The Xinmulun 心目論 "Treatise on Mind and Eyes", also by Wu Yun, is an imaginary dialogue between the heart-mind and eyes (DZ 1038). The mind accuses the eyes (representing the senses) of causing confusion and agitation, but the eyes argue that the mind is ultimately responsible. The mind resolves to eliminate thoughts with zuowang in order to achieve liberation. Wu Yun uses various water metaphors (frequently written with the water radical 水 or 氵) to describe mental activities. He emphasizes the distraught and unhappy state of mind with words like luan亂 "chaotic; confused" and Iun 淪 "engulfed; muddled"; and uses images like cheng hundun 乘混沌 "ride on pure chaos" and become one with the hanman 汗漫 "vast expanse of water" to express the mind's longing for clarity and freedom. Abstract purity and defilement are also expressed in water-terms of qing 清 "clarity; standing water that is lucid to the bottom" and zi 滓 "dregs; sediments; defilements".

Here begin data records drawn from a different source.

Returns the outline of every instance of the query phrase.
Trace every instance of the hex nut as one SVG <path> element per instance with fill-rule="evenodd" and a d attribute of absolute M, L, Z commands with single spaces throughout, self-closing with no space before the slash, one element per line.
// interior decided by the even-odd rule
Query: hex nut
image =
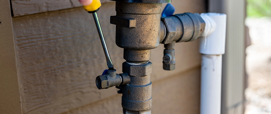
<path fill-rule="evenodd" d="M 164 23 L 167 30 L 167 35 L 162 43 L 168 44 L 171 43 L 176 34 L 176 25 L 170 17 L 161 17 L 161 21 Z"/>
<path fill-rule="evenodd" d="M 163 57 L 163 61 L 165 63 L 168 63 L 171 60 L 172 57 L 169 54 L 167 54 Z"/>
<path fill-rule="evenodd" d="M 122 64 L 123 72 L 128 73 L 129 76 L 144 76 L 149 75 L 152 71 L 152 63 L 149 62 L 145 64 L 131 65 L 124 62 Z"/>
<path fill-rule="evenodd" d="M 96 85 L 99 89 L 107 89 L 109 87 L 108 79 L 106 75 L 99 76 L 96 78 Z"/>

The (late 6th century) Neiguanjing 內觀經 "Scripture of Inner Observation" (DZ 641), is written in the words of Laozi (deified as Lord Lao 老君). This treatise describes inner meditations on the human body, Buddho-Daoist psychological terms, and internal purification.

The Wuchujing 五廚經 "Scripture of the Five Kitchens" (DZ 763), was edited and annotated by Yin Yin 尹愔 and presented to the Tang court in 736. This mystical poem is devoted to the Five Zang "Organs", with "Kitchens" figuratively meaning qi processing in neidan "internal alchemy". The text is also transmitted in a Buddhist version. Modern Daoists consider the Wuchujing as talismanic and chant it for protection.